Due to my dad being such a big influence in my life, I immediately know what he is trying to say, even if it’s off. I remember over winter break, we were going somewhere and when we got out of the car my dad said: “Make sure you shut the window” at that moment I knew he meant car door even if he didn’t say it. So I shut the door without hesitation and we went on our way neither one of us acknowledging the correct term. My mind works quick to forge a connection, anything to grab onto so that we can be on the same page (so that we can both function as normal people). The only consequences are that when your brain prioritizes being on the same page, grammar gets thrown out the window. I don’t ever get tripped up by bad grammar and to me pretty much everything sounds right. Which is terrifying as an English major where intelligence is expressed through the sentence structure.

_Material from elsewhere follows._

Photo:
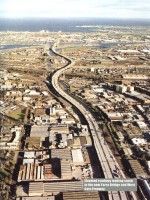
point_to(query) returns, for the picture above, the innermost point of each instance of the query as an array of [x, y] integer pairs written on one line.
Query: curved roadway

The other day my friends and I were joking about long distance relationships and I used the phrase “out of mind out of sight” to which my friend said, “what are you talking about Danielle?” It’s not the first time I’ve said something backward. My relationship with the English language is a very loose one, and I tend to disregard the rules as I go. It doesn’t help that growing up my dad would use the incorrect term for something that I thought was actually the word for it. For instance, I didn’t realize that a tablecloth could never be called a cover- even if its used to cover a table. When I write I fear my words are convoluted and what I say sounds stupid. My mom once read the first draft of  something I’ve written and said “this is why you check off the Latina box for applications” and whenever I missay phrases my first thought is “how could I make that mistake, I’m an idiot.”

Despite my grammatical errors, when it comes to creative writing I realized that I have an advantage in writing in the first person. If I write the way my character speaks I can convey a much stronger voice in the story than people who have trouble connecting to a character’s speaking tone. I think that over the years my struggle with grammar has humbled me, that I have to accept that I don’t have the same ability to write grammatically flawless work which can come effortlessly to others. It has been ingrained in my mind that to write is to rewrite and I can never afford to turn in something I wrote the day before. I’ve learned to endure the editing process (after I’m done staring in horror at all of the red and green lines across the word document) knowing that my work can be made better if I choose to work at it. Something that I may not have realized if my minimum effort allowed me to coast in my writing.